Helen nearly jumped on me. “No!”
Uncle Stash took her into his arms. Senior lovers. Cute.
My Moo Goo Gai Pan worked its way up my throat.
“Don’t worry so much about everyone. Sophie will be fine. Pauline is a dear to offer to clean up. You know you don’t like to anyway. Let’s go. She’ll be fine. Besides, she hasn’t finished dinner. You don’t want to make a bad impression on your soon-to-be family.”
I held up a forkful of Gai Pan for her to see.
She rolled her eyes at me. Hmm. Not exactly a good impression on the Sokol family.
They argued for a few minutes, until I reminded them that Sophie’s toe might be turning black from lack of blood so they scurried out.
I shook my head and thought about calling Goldie and Miles for a good laugh, but started to yawn instead. I couldn’t wait to get home and back to bed. I figured I’d get the go-ahead to end my case from Jagger soon. After all, Lois Meyers had to be the accomplice. Even Jagger couldn’t argue with me on that one. She had lived in luxury with Leo.
’Nough said.
I cleaned the table, sink and counter. Then I went to stick the liter Coke bottle back in the refrigerator. I opened the door.
Other than the Coke, it was empty.
Twenty-six
I looked at Helen’s empty refrigerator.
No one could be on that kind of diet. How odd. She had to have been living here at least a few days to be so settled. Why hadn’t she shopped?
Oh, well. I had more on my mind than Helen’s diet, even if it was odd that she had no food in the fridge. She probably just ate takeout. The investigator in me opened a cabinet door.
Empty.
The next held the dishes and glasses that obviously came stocked with the studio apartment. No food was to be found anywhere.
My gut said there was something wrong here. I sat on the couch and stuck my feet on the magazine on the coffee table. I should just go, but I needed a moment to think.

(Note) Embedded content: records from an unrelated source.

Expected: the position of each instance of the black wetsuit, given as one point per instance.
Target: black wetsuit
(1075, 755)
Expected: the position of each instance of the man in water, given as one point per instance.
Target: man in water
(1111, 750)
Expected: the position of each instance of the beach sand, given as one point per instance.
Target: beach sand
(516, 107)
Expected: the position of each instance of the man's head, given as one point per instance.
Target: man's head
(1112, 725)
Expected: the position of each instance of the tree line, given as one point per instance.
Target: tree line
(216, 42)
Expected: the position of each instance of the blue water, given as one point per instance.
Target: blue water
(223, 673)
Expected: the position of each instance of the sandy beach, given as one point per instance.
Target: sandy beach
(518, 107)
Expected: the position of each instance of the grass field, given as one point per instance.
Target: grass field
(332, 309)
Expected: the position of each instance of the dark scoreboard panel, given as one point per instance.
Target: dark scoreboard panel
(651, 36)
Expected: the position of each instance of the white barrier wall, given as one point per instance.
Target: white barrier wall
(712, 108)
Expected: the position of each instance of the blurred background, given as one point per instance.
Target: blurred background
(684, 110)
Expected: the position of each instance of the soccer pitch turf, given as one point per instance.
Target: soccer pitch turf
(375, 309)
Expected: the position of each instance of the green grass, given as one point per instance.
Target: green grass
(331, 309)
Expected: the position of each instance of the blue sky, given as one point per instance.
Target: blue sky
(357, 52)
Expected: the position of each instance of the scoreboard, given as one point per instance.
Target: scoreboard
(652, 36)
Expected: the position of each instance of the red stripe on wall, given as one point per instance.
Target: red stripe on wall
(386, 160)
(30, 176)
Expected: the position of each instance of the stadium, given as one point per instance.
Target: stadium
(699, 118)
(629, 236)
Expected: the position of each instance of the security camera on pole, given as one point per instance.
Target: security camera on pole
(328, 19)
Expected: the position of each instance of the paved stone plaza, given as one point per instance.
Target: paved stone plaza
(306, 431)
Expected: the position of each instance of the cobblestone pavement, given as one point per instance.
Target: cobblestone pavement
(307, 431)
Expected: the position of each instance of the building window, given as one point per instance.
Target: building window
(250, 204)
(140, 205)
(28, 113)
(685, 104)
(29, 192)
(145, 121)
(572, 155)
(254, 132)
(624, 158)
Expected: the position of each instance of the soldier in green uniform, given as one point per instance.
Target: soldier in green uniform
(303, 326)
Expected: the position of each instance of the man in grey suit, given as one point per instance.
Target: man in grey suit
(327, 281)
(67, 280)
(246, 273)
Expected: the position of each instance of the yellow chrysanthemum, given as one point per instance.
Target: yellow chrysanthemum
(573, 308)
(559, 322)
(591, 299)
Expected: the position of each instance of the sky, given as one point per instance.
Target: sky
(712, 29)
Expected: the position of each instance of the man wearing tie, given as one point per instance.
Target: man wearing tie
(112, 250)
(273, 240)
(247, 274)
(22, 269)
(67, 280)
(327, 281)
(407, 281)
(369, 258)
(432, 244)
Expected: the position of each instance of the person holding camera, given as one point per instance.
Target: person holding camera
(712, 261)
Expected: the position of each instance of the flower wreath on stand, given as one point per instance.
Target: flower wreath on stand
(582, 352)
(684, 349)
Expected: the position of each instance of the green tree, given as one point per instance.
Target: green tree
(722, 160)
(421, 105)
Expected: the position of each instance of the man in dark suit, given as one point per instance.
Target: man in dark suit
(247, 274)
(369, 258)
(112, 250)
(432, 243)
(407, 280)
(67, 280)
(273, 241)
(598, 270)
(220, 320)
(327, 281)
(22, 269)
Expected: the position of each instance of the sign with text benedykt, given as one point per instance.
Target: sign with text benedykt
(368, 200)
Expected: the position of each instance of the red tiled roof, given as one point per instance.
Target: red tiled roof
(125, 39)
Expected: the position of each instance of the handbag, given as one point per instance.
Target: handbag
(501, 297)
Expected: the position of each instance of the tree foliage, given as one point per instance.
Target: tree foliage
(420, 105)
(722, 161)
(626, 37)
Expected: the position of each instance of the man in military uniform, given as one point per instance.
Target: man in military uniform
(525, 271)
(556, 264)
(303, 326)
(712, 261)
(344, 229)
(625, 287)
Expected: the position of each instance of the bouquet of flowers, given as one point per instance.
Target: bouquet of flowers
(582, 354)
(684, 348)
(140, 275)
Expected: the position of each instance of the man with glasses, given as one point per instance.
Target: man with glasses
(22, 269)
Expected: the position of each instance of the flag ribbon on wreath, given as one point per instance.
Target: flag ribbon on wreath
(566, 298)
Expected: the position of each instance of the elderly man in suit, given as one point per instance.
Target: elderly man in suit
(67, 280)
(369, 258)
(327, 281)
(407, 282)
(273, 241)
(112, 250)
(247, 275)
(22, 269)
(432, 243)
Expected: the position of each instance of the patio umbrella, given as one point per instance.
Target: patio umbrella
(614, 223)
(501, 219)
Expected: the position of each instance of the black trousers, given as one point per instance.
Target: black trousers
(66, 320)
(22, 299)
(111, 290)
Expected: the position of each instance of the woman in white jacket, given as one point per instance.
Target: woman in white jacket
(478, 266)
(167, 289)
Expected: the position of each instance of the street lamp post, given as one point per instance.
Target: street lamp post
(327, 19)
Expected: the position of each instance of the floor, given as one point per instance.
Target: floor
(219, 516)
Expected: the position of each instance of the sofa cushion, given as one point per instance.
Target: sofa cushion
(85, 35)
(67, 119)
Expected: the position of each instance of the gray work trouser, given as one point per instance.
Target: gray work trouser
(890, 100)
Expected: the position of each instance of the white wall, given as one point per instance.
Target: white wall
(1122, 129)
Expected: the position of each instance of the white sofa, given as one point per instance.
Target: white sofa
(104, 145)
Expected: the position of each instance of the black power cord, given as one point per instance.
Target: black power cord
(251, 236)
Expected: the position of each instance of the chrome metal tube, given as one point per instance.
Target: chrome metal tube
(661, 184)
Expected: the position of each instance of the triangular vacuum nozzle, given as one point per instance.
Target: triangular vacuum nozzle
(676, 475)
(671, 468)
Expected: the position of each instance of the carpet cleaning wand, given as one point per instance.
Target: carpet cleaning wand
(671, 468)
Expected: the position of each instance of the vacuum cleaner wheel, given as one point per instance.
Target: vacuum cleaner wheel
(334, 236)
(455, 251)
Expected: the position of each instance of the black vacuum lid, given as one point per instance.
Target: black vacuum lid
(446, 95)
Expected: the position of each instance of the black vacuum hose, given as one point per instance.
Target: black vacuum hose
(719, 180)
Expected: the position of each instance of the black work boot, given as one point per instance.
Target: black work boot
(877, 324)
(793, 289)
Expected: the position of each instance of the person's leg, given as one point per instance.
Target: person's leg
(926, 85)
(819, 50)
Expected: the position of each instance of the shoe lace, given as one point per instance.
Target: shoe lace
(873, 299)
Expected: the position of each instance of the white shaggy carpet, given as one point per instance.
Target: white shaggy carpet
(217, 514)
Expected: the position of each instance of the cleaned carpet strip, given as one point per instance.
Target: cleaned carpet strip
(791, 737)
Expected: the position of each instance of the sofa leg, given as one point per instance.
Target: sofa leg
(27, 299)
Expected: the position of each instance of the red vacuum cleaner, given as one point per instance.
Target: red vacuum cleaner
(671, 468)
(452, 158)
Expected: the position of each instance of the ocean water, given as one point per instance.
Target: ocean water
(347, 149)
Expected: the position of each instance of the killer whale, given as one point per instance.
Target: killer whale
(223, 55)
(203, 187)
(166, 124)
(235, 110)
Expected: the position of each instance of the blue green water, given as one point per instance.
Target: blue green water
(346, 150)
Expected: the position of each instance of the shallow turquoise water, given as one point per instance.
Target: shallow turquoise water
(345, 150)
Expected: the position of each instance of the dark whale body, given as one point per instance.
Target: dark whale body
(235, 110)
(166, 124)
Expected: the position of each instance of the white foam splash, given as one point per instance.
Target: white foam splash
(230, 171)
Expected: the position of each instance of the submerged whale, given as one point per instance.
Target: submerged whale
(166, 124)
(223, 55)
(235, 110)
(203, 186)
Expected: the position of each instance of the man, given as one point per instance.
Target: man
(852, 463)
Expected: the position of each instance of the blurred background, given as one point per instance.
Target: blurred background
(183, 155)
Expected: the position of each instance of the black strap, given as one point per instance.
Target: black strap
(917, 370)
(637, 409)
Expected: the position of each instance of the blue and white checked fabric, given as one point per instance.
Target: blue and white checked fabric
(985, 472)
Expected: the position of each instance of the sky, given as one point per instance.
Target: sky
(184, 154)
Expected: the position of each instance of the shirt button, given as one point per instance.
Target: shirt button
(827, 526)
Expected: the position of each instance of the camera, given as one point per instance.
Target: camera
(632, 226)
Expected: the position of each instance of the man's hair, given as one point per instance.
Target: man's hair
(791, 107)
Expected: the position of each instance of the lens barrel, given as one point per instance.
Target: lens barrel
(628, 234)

Maybe Helen really was living with someone else and only kept this place to fool my uncle!
I mean, I was no Emeril when it came to cooking, but I at least kep
t dry food like cereal and bread around. If she really lived here, I’d assume she’d have something in the cabinet.
Damn.
She was lying to him and marrying him for his money. I’d have to find out for sure and warn him so the bride would be left at the altar. My foot slipped on the slick surface of the table, sending the magazine to the floor.
A letter fell out.
I went to pick it up and stick it back. After all, it was none of my business—until I read the handwritten name “Stash” in the first paragraph. On closer inspection it was more a note than a letter.
And, it was about my uncle. I tried to put it back in the magazine, but knew Jagger would tell me to read it.
Okay, I used that as an excuse to read it.
“Damn. I was right.”
Helen had written to Sophie about marrying my uncle for his money. “Why Sophie?” Hmm. They must have been closer friends than I thought. Or maybe Helen was going to split the money with her. Maybe Helen was in on the Viagra dealings too. Who wasn’t?
I looked at the letter one more time to see if I’d missed anything.
“Didn’t your mother ever tell you to not be so nosy?”
I swung around to see Helen. “Oh . . . this.” I looked at the letter as if I had every right to be holding it. “It fell when I put my feet on it. I mean, I put my feet on the . . . shit. You are not going to marry my uncle!”
She stared at me.
If I thought Jagger and my mother had a way with their eyes, Helen was a master at instilling fear into one’s heart with hers. “You shouldn’t have ruined everything, Pauline.”
I sized her up. Seventy. Maybe seventy-one. Slight frame with her little Buddha-belly. I could take her.
Then, she reached into her purse and before I knew it, I was looking at the barrel of a shiny metal gun. Caliber unknown, since I had no clue about weapons.
I couldn’t take her.
“Helen,” I said and then laughed. “I’m not going to say a word.” I zipped my lips like Uncle Walt had done. “No siree.” I started to walk toward the door. “No one has to know. You too lovers will have a great time in Florida. Don’t forget sunblock of at least SPF thirty.” I laughed again. Sounded fake.